Here At Your Bedside

I was just reading Jasper Bernes's thoughtful post about The Bedside Guide to No Tell Motel today, and while I've only read through the first section of the anthology, I wanted to respond anyway.

My first response is wonderful whether the book is really "about sex" the way Jasper seems to interpret it. I think of my own two poems ("Rough Trade" and "Housewives"), both occupying the first section, which are sexual in certain ways but not, I hope, about sex. To me, they are "about" power, politics, economics, and gender. "Rough Trade" could actually be said to be more about the color blue than about sex.
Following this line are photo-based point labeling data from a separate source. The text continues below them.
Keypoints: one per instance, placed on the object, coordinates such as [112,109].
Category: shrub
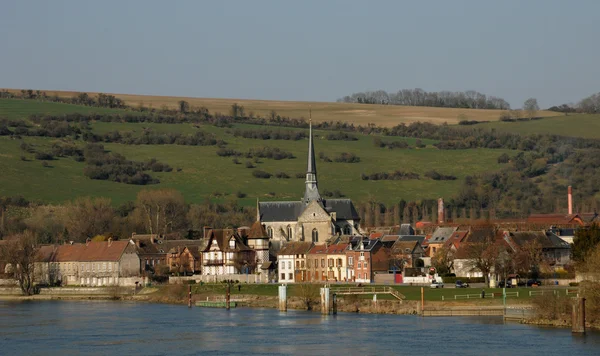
[261,174]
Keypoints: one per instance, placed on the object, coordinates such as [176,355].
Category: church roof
[291,210]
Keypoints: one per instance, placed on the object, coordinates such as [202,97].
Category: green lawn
[580,125]
[18,109]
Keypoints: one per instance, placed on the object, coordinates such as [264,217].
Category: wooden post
[578,316]
[282,297]
[422,300]
[334,307]
[227,295]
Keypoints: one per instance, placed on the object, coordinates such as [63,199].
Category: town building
[292,262]
[312,218]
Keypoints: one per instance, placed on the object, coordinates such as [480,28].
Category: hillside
[358,114]
[200,174]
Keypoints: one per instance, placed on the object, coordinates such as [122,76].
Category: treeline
[100,100]
[343,157]
[162,211]
[418,97]
[275,153]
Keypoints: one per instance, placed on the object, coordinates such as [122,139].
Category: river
[128,328]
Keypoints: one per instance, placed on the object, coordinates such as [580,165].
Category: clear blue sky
[304,50]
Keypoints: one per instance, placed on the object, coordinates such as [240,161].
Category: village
[317,240]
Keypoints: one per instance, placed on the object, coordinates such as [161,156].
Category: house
[365,258]
[404,254]
[226,253]
[292,262]
[94,263]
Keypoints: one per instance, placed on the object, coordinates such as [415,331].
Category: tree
[184,106]
[443,260]
[87,217]
[586,239]
[482,256]
[19,253]
[161,210]
[531,107]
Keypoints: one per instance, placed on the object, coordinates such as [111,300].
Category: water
[109,328]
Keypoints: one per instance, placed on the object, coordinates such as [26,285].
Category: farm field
[205,175]
[575,125]
[358,114]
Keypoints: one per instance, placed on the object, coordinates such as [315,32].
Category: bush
[261,174]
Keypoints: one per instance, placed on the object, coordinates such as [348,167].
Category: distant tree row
[418,97]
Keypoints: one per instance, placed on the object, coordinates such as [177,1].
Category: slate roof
[441,234]
[291,210]
[295,248]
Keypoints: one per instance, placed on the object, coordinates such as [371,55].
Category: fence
[481,296]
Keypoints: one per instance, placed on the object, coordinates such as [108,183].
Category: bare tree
[309,293]
[19,253]
[531,107]
[162,210]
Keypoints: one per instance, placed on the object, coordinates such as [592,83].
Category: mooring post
[578,316]
[334,302]
[227,295]
[422,300]
[325,300]
[282,297]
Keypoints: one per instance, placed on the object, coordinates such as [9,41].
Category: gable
[314,212]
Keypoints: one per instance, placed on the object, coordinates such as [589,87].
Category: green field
[203,173]
[18,109]
[575,125]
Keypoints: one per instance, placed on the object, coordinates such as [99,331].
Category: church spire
[312,191]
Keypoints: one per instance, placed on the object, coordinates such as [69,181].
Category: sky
[305,50]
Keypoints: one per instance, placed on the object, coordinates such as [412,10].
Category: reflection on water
[101,328]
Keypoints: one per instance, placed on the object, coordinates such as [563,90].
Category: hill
[358,114]
[200,174]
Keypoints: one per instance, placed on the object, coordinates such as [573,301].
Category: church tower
[312,190]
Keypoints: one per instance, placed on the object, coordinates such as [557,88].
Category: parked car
[436,284]
[461,284]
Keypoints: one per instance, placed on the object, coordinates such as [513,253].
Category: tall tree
[531,107]
[20,252]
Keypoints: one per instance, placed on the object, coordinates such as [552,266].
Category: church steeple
[312,191]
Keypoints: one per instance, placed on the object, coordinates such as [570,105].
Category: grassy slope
[204,173]
[359,114]
[580,125]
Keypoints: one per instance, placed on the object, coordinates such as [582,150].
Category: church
[313,218]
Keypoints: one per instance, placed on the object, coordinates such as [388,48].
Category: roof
[92,251]
[291,210]
[257,231]
[295,248]
[441,234]
[406,229]
[554,219]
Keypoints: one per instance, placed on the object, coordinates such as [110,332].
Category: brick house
[292,262]
[226,253]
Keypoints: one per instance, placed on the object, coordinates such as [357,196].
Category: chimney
[570,198]
[441,213]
The word "blue" appears more times than any sexual content. "Trapdoor Fucking Exit" by Andrew Mister didn't seem to have much sex in it either, and it also didn't even seem "sexual."

I wonder, then, if the cover or the "aesthetic" of No Tell Motel colors the reception of the work in strange ways. Or, if sex is perhaps the last great metaphor for all things. It is, after all, so many things so many people...

1 comment:

  1. Exactly. My take on No Tell Motel (the website, not the book), though I'm only beginnning to know the joys of it, is its allure, at least initially, lies in just that--its allure. The title in itself, an innuendo, delightful and playful, but an innuendo all the same.

    My thoughts since stumbling on the site was that while not all poems featured are sexual in nature, there's a good chance they're going to be read that way by defautl, just given the arena they're published in. Then again, maybe I'm wrong. More exploring, more excavating, more digging to be done. Then I'll tell.